Saturday, February 2, 2013

U.S. Engineering and the Baby Bust

The United States has an average birth rate of 1.93 children per woman (the replacement rate is 2.1).  China, with its one-child policy, has a birth rate of 1.54.  The harsh political reality of China has produced this baby bust.  Here in the United States, white, college educated women have a fertility rate of 1.60.  This group is a good proxy for the middle class - - where the decline is a complex mix of social, cultural, and economic forces. 

Our baby bust should be a prime concern for engineering.

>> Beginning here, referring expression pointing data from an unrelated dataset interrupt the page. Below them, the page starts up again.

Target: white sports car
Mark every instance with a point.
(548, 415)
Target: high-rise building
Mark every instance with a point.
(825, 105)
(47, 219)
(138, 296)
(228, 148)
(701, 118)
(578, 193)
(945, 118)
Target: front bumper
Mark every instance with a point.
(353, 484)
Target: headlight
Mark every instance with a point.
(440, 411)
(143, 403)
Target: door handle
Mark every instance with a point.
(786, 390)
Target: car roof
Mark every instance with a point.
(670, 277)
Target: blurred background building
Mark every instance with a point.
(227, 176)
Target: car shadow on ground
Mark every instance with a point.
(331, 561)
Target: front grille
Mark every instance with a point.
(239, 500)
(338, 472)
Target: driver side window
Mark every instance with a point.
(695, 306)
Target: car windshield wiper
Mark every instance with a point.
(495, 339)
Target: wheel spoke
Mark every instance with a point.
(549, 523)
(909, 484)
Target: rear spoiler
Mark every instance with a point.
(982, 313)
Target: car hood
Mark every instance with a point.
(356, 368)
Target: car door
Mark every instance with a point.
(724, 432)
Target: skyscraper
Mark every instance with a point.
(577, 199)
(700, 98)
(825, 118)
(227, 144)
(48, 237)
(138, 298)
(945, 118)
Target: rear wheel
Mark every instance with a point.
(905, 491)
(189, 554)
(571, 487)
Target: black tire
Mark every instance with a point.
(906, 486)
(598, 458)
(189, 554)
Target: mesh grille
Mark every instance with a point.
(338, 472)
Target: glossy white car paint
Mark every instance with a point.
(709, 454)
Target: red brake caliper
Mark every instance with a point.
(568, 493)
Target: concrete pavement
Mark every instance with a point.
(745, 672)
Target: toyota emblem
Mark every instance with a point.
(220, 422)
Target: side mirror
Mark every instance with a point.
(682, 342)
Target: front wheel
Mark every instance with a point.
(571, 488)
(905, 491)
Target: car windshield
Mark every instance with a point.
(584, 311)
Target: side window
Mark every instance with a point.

Low-fertility societies produce huge problems for most segments of engineering.  The consumption focus switches dramatically from investing in the future to a health-care driven focus of paying for the past.  Who cares about schools and long-term safety of dams in a society void of child with AARP running commercials every time we start talking about austerity for the past so we can invest in the future?  The American Society of Civil Engineers ought to retitle their annual infrastructure report -

"No babies, No Bridges"

The Wall Street Journal has a great article on the subject today by Jonathan Last - - America's Baby Bust: The nation's falling fertility rate is the root cause of many of our problems.  And it's only getting worse. - -

"There has been a great deal of political talk in recent years about whether America, once regarded as the shining city on a hill, is in decline.  But decline isn't about whether Democrats or Republicans hold power; it isn't about political ideology at all.  At its most basic, it's about the sustainability of human capital.  Whether Barrack Obama or Mitt Romney took the oath of office last month, we would still be declining in the most important sense - demographically.  It is what drives everything else."